This fall, a heartwarming book titled Looking for Miza: The True Story of the Mountain Gorilla Family Who Rescued One of their Own by Juliana Hatkoff, Isabella Hatkoff, Craig Hatkoff, and Dr. Paula Kahumbu will be released to raise awareness of the endangered mountain gorillas. Last summer, ten of the world’s remaining 700 mountain gorillas were tragically massacred. This book was born out of the true story of Miza, who’s mother was killed, and a need to educate children, teachers, and parents about the mountain gorilla crisis.
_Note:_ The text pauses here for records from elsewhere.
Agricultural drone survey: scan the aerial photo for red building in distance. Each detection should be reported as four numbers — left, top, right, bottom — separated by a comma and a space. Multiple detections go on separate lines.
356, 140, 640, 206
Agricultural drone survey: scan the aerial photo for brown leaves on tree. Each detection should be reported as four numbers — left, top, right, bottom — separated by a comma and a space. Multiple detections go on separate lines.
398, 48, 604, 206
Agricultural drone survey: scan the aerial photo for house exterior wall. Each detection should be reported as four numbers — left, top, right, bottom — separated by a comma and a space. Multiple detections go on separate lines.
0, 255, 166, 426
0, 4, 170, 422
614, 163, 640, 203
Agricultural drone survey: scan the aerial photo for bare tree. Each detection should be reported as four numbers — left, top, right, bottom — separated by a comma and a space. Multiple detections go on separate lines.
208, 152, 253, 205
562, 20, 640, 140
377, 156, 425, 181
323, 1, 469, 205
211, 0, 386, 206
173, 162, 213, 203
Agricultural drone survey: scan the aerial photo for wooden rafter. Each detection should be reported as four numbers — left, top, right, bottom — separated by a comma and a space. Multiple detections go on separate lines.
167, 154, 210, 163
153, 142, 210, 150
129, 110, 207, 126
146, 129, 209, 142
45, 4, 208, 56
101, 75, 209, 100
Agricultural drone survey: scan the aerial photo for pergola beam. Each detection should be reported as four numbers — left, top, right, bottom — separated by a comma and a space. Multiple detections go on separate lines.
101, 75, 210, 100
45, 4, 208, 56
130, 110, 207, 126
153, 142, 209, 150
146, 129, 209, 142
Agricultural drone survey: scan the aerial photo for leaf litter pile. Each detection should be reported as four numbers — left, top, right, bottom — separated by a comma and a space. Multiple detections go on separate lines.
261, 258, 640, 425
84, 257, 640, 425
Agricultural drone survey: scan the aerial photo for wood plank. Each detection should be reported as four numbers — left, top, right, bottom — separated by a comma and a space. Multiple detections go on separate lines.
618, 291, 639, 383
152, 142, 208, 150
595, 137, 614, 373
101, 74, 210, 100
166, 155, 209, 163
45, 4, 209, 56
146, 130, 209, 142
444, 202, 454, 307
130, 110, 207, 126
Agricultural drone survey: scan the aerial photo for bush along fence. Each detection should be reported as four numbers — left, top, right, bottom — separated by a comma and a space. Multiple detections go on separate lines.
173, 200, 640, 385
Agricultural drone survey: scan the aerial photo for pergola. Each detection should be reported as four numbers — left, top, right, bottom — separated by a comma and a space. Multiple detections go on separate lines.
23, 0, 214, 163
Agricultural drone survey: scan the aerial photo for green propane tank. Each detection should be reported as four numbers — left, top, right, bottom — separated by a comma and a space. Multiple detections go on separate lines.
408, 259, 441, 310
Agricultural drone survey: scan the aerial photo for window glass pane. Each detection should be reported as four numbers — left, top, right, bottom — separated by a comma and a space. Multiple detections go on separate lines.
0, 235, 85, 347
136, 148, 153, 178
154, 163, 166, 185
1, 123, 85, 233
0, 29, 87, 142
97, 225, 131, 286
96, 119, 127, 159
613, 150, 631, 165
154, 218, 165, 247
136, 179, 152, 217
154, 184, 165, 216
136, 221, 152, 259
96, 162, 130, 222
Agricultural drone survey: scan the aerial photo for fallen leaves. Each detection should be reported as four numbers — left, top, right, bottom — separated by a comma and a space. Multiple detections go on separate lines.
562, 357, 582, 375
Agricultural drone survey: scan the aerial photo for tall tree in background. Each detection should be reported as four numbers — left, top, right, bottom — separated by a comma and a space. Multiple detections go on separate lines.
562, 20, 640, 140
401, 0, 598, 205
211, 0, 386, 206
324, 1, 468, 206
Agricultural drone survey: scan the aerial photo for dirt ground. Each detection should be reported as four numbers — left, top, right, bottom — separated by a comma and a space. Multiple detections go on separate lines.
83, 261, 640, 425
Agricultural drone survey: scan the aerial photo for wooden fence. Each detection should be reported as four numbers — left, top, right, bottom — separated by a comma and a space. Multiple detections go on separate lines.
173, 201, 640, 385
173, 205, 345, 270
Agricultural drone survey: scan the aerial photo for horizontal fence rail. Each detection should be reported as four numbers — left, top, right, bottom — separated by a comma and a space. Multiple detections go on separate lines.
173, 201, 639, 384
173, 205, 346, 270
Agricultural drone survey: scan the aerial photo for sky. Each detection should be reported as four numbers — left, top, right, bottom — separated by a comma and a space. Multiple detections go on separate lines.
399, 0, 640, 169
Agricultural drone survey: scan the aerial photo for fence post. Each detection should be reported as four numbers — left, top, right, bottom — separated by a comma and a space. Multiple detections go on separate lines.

The beautiful photographs by Perter Greste of Miza and her family help tell her incredible tale. Miza is a young gorilla living in Virunga National Park in the Democratic Republic of Congo, where just over half of the world’s mountain gorillas live. In June 2007, park rangers Innocent and Diddy discovered that Miza and her mother were missing from their family group. They immediately began looking for Miza, as her survival was at stake. What surprised the rangers was that Kibirizi, the family group’s silverback, also went looking for Miza and her mother.
As the head of the family group, Kibrizi was responsible for protecting the 31 gorillas in his family. Before he began his search for Miza, he took his family high into Mount Mikeno to hide in his absence. After several days, Kibrizi returned with Miza, but her mother was never found. Miza’s mother was one of the ten massacred mountain gorillas. Miza almost died without her mother’s care, but she was adopted by her big sister and learned to eat on her own.
Miza’s story is an important reminder. It shows that family care and protection can help one get strong and feel secure. It shows that dedicated people can help endangered animals survive. And it lets us celebrate the safety of one little mountain gorilla, one of the rarest animals on Earth. It also reminds us of the adage, “Seek and ye shall find.” And that is the true story of looking for Miza.
When reading this book to my children, I was struck by how similar the mountain gorilla family unit is to a human family. Baby mountain gorillas are very close to their mothers and nurse until they are three-years-old, while the father feels responsible for protecting them. Reading about the babies playing and snuggling with their mothers allowed my children to connect with the gorillas. I firmly believe that making such connections to nature and wildlife early in life will ensure my children will feel responsible to protect and conserve our environment as they mature.